2. Young Bull (1835-1916) a été interviewé en 1902 par Young Eagle (également connu sous le nom de James R. Murie), un Pawnee qui recueillait les histoires de son peuple au profit de l’ethnographe américain George Amos Dorsey. L’histoire ici narrée est la 81e dans l’œuvre de Dorsey, intitulée «The Fossil Giant Medicine-Lodge.» (294-5)
3. La rivière Republican traverse les trois états du territoire Pawnee, serpentant la frontière qui les sépare
4. La variole fait partie de ces «maladies de l’homme blanc» qui ont décimé les tribus d’Indiens des Plaines, au sein desquelles on retrouve les Pawnees. Parmi la pléthore de ces maladies qui comprenait également la rougeole, le typhus, la diphtérie, le choléra, la varicelle, la typhoïde, la scarlatine et la dysenterie, la variole aura été la plus mortelle.
5. .Il s’agit de «The Squash Medicine,» l’histoire 82 du recueil de Dorsey qui explique l’origine de certaines médecines des os et racines issues des géants.
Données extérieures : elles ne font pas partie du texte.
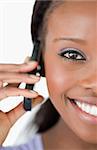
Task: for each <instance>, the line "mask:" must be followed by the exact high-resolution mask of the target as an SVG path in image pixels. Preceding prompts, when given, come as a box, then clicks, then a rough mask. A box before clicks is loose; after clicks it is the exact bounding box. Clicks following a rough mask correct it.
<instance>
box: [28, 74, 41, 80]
mask: <svg viewBox="0 0 97 150" xmlns="http://www.w3.org/2000/svg"><path fill="white" fill-rule="evenodd" d="M29 76H30V77H31V78H33V79H36V80H39V79H40V77H39V76H33V75H29Z"/></svg>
6. La théorie la plus plausible à l’heure actuelle demeure celle de l’historienne américaine Adrienne Mayor qui place Swimming Mound sur une falaise à l’endroit où le ruisseau Massacre Canyon se jette dans la rivière Republican, dans le comté d’Hitchcock au Nebraska. (Mayor: 180).
7. Pour une description plus détaillée du Silvisaurus et de sa découverte, consulter le rapport du professeur et conservateur américain Theodore H. Eaton, paru en 1960.
8. Le territoire Piegan Blackfoot s’étend sur le centre et le nord du Montana, ainsi que sur une partie des provinces d’Alberta et de la Saskatchewan, au Canada.
9. Il se situe au sud de la province d’Alberta, au Canada, qui faisait partie du territoire Blackfeet.
10. Le territoire des Sioux Lakota englobe le sud-ouest du Montana, le sud-est du Dakota du Nord, l’est du Wyoming, la moitié ouest du Dakota du Sud et presque l’entièreté du Nebraska.
11. Agate Fossil Beds, situé dans le comté de Sioux du Nebraska, est aujourd’hui monument national américain et abrite un grand nombre de fossiles.